(359e) Evaluation of Smart Manufacturing (SM) Benefits in Industrial Steam-Methane Reformers (SMR)

Authors: 
Kumar, A., The University of Texas at Austin
Baldea, M., The University of Texas at Austin
Edgar, T. F., McKetta Department of Chemical Engineering, The University of Texas at Austin
Steam methane reformers (SMRs) provide the bulk of the hydrogen consumed in refineries and for production of important chemicals such as ammonia and methanol. Consequently, these are large scale systems, with modern hydrogen plants producing above 100 million standard cubic feet hydrogen per day (MMSCFD)1. In this context, energy efficient operation is an imperative necessity for long-term economic viability.

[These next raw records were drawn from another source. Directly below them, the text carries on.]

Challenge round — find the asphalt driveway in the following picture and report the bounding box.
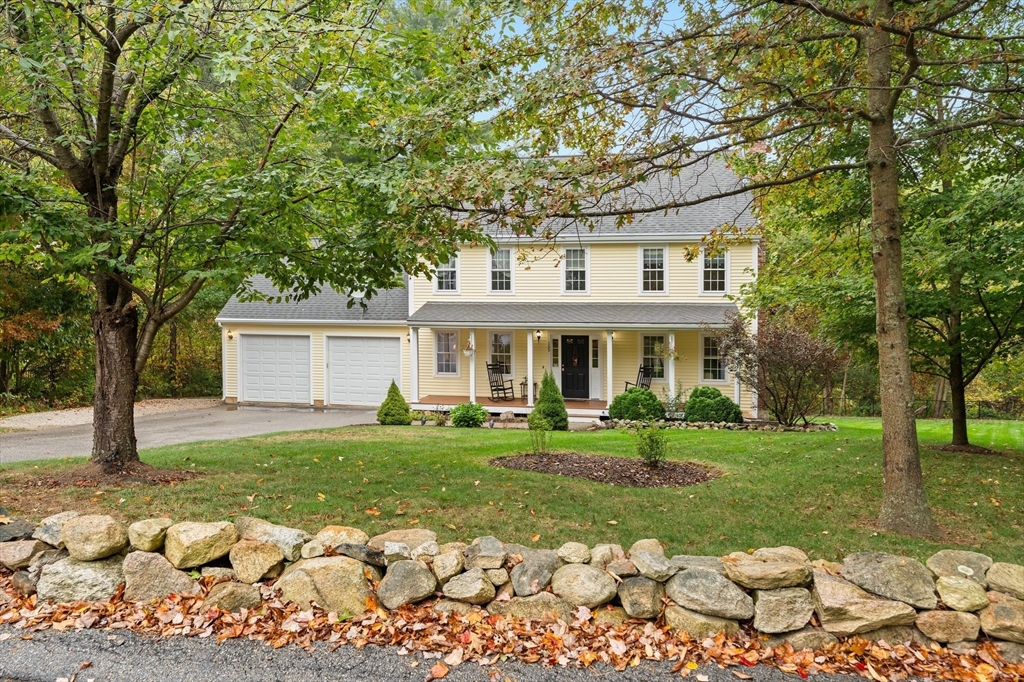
[0,404,377,464]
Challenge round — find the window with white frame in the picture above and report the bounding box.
[640,247,665,293]
[437,251,459,291]
[700,251,725,294]
[565,249,587,292]
[490,332,512,376]
[434,332,459,375]
[643,335,665,379]
[490,249,512,292]
[701,336,725,381]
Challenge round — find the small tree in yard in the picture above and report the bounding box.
[377,381,413,426]
[531,371,569,431]
[717,317,843,426]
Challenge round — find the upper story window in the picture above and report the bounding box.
[700,251,726,294]
[490,249,512,292]
[565,249,588,292]
[640,247,666,294]
[436,256,459,292]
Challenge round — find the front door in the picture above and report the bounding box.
[561,336,590,399]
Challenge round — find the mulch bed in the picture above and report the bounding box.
[489,453,721,487]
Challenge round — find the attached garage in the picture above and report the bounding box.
[240,334,312,404]
[327,336,401,406]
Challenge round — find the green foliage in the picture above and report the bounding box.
[377,380,413,426]
[608,386,665,422]
[530,370,569,431]
[452,402,487,429]
[686,393,743,424]
[637,424,669,467]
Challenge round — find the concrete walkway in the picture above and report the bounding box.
[0,404,377,465]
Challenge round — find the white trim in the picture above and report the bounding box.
[324,333,403,406]
[637,244,670,298]
[234,332,313,404]
[561,244,593,296]
[434,253,462,296]
[483,246,516,296]
[697,247,732,298]
[430,328,460,379]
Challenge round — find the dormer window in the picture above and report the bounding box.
[437,251,459,293]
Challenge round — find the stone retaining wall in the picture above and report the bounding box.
[0,509,1024,663]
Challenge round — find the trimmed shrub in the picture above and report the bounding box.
[377,381,413,426]
[452,402,487,429]
[686,393,743,424]
[530,370,569,431]
[608,386,665,422]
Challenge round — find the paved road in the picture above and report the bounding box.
[0,627,850,682]
[0,404,377,464]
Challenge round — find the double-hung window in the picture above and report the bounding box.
[434,332,459,375]
[490,249,512,292]
[640,247,666,294]
[643,336,665,379]
[437,256,459,292]
[700,250,725,294]
[565,249,587,292]
[700,336,725,381]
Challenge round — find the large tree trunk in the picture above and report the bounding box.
[92,275,139,473]
[863,0,937,536]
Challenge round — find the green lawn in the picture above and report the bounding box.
[0,419,1024,562]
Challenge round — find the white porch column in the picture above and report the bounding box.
[526,331,537,408]
[469,329,476,402]
[665,332,676,400]
[604,331,615,406]
[409,327,420,402]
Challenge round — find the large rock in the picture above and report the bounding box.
[204,583,263,612]
[843,552,938,609]
[551,563,615,608]
[60,514,128,561]
[366,528,437,552]
[725,561,813,590]
[985,561,1024,599]
[935,576,988,611]
[274,556,373,616]
[32,512,78,549]
[487,592,572,623]
[630,550,679,583]
[234,516,313,561]
[765,626,839,651]
[36,556,125,602]
[665,568,754,618]
[978,583,1024,644]
[665,606,739,639]
[466,536,505,569]
[0,540,49,570]
[618,577,665,619]
[442,568,495,604]
[122,552,200,601]
[164,521,239,568]
[128,518,174,552]
[377,560,438,608]
[811,570,918,636]
[925,550,992,587]
[918,611,981,644]
[227,540,285,583]
[754,588,814,635]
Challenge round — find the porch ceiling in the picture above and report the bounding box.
[409,301,739,329]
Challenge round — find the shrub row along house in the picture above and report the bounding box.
[217,162,758,417]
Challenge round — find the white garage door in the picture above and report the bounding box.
[328,337,401,404]
[242,334,311,404]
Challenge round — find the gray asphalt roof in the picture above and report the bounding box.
[409,301,738,329]
[217,275,409,323]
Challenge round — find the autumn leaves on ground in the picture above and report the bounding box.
[0,419,1024,561]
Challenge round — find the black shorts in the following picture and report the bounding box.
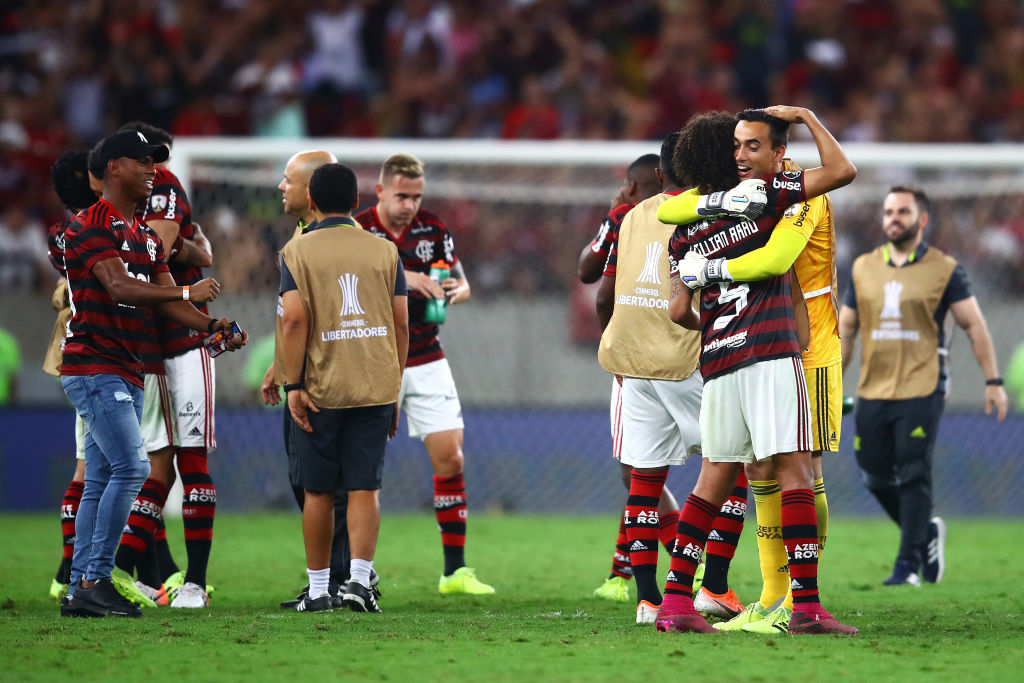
[292,403,395,493]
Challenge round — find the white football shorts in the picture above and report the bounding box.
[139,373,174,453]
[398,358,465,439]
[622,373,703,468]
[608,375,623,460]
[700,357,811,463]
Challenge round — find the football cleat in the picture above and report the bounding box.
[594,577,630,602]
[925,517,946,595]
[171,582,208,609]
[111,569,157,607]
[654,611,718,633]
[743,605,793,636]
[342,581,384,612]
[790,612,860,636]
[712,600,768,631]
[882,560,921,587]
[295,593,334,612]
[693,586,743,620]
[637,600,657,624]
[438,567,495,595]
[50,579,69,602]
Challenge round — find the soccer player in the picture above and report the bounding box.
[60,131,247,616]
[281,164,409,612]
[840,185,1007,586]
[674,110,843,634]
[598,133,746,624]
[43,150,98,602]
[107,121,216,608]
[577,155,679,602]
[260,150,372,609]
[355,155,495,595]
[656,106,857,634]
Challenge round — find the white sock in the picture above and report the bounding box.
[306,567,331,600]
[348,557,374,588]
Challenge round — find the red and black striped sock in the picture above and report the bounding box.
[153,515,181,585]
[608,508,633,579]
[623,469,669,605]
[434,472,469,577]
[703,470,748,595]
[55,480,85,584]
[662,494,719,614]
[114,477,167,574]
[178,447,217,589]
[657,510,679,557]
[782,488,819,612]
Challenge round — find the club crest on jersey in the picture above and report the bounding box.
[338,272,367,316]
[416,240,434,261]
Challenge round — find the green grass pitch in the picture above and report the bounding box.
[0,513,1024,683]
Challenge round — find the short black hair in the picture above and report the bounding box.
[672,112,739,195]
[659,130,688,187]
[736,110,790,150]
[889,185,932,213]
[118,121,174,150]
[309,164,359,213]
[50,150,96,211]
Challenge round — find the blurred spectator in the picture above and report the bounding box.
[0,204,50,294]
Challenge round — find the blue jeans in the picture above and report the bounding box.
[60,375,150,591]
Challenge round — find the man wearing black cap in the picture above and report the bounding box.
[60,131,247,616]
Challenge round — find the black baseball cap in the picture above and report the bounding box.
[89,130,171,177]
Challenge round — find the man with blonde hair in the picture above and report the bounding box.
[355,155,495,595]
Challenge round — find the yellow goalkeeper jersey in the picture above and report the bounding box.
[776,159,843,368]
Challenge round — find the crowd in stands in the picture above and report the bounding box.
[0,0,1024,296]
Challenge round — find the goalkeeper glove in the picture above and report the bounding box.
[676,250,732,290]
[696,178,768,218]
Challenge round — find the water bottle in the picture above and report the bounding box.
[424,261,451,325]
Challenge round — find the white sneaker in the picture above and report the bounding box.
[171,582,210,609]
[637,600,657,624]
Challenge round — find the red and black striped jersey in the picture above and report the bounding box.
[143,168,208,358]
[590,204,636,278]
[669,171,805,380]
[46,219,71,278]
[60,200,168,386]
[355,207,459,368]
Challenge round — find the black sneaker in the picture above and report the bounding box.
[295,593,334,612]
[921,517,946,584]
[69,579,142,617]
[281,584,309,609]
[343,581,384,612]
[60,595,106,617]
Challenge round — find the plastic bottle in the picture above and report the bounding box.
[424,261,451,325]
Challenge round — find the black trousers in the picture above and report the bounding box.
[854,391,944,571]
[285,403,352,584]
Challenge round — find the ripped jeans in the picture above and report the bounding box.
[60,375,150,593]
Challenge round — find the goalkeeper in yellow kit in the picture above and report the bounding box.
[658,110,843,634]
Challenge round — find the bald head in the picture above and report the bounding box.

Mathematical modeling of SMRs becomes a crucial tool for achieving high energy efficiency. The models can be either high-fidelity (e.g., using computational fluid dynamics), data-driven (and typically low-order) empirical models, or a combination of both.2,3 Furthermore, the development of mathematical models should be accompanied by online deployment. The latter must be supported by a smart manufacturing framework, that includes, i) capabilities for acquiring appropriate process data via systematically placed sensors, ii) adequate high-performance computational resources for just-in-time computations, and, iii) a user-friendly visualization interface for operator use. The model-based computations are themselves a sequence/workflow of calculations being executed in series or parallel. Seamless interactions between these different layers require an appropriate IT infrastructure that allows the intensive computations to be performed on cloud and intercommunications between various components of the workflow, and provides appropriate database management capabilities. Moreover, rapid adoption of such practices demand that such an IT infrastructure should be easy to use and deploy. These requirements constitute the natural and essential form of â??Smart manufacturingâ??4 (SM). In this work, we present an example application of SM concepts to an industrial scale steam methane reformer along with the benefits obtained.

The reforming process studied in this work takes place in a large scale, high-temperature SMR, where the endothermic reforming reactions are carried out in hundreds of catalyst-filled tubes placed in a gas-fired furnace. The overall productivity (energy consumed per unit H2 produced) of the plant is strongly dependent on how efficiently the SMR is operated, which further depends on the spatial temperature distribution inside the furnace, where a more uniform distribution paves the way for reduced plant-wide energy use. An integrated framework comprising of state-of-the-art infrared cameras, kepler-based workflow for Matlab and Ansys Fluent-based calculations, PI OSI-based database system, and Tableau-based visualization interface assisted by a novel open-source IT platform/wireframe was deployed for the furnace temperature homogenization leading to ~ 44% improvement in the furnace operation.5 The cloud-based SM Platform provides on demand scalability and reusability of resources which opens the possibility of scaling IT infrastructure and deploying similar systems much faster with significantly lower costs and reduced staff resources at remote plants and facilities around the globe. Specifically, we demonstrate how the SM approach rendered itself further useful by allowing reusability of the integrated framework for quick deployment at other SMR facilities as well as other similar furnace-based manufacturing processes leading to reduction in deployment costs.

References:

1Latham, D. A., McAuley, K. B., Peppley, B. A., & Raybold, T. M. (2011). Mathematical modeling of an industrial steam-methane reformer for on-line deployment. Fuel Process. Technol., 92 , 1574-1586. 

2Kumar, A., Baldea, M., Edgar, T. F., & Ezekoye, O. A. (2015). Smart Manufacturing Approach for Efficient Operation of Industrial Steam-Methane Reformers. Industrial & Engineering Chemistry Research, 54 (16), 4360-4370.

3Kumar, A., Baldea, M., Edgar, T. F. Real-time optimization of an industrial steam-methane reformer under distributed sensing. Control Engineering Practice [Submitted, Jan 2016].

4Korambath, P., Wang, J., Kumar, A., Hochstein, L., Schott, B., Graybill, R., Baldea, M., & Davis, J. (2014). Deploying Kepler Workflows as Services on a Cloud Infrastructure for Smart Manufacturing. Procedia Computer Science, 29 , 2254-2259.

5Korambath, P., Wang, J., Kumar, A., Davis, J., Graybill, R., Schott, B., & Baldea, M. (2016). A smart manufacturing use case: Furnace temperature balancing in steam methane reforming process via Kepler workflows. Procedia Computer Science [Accepted, April 2016].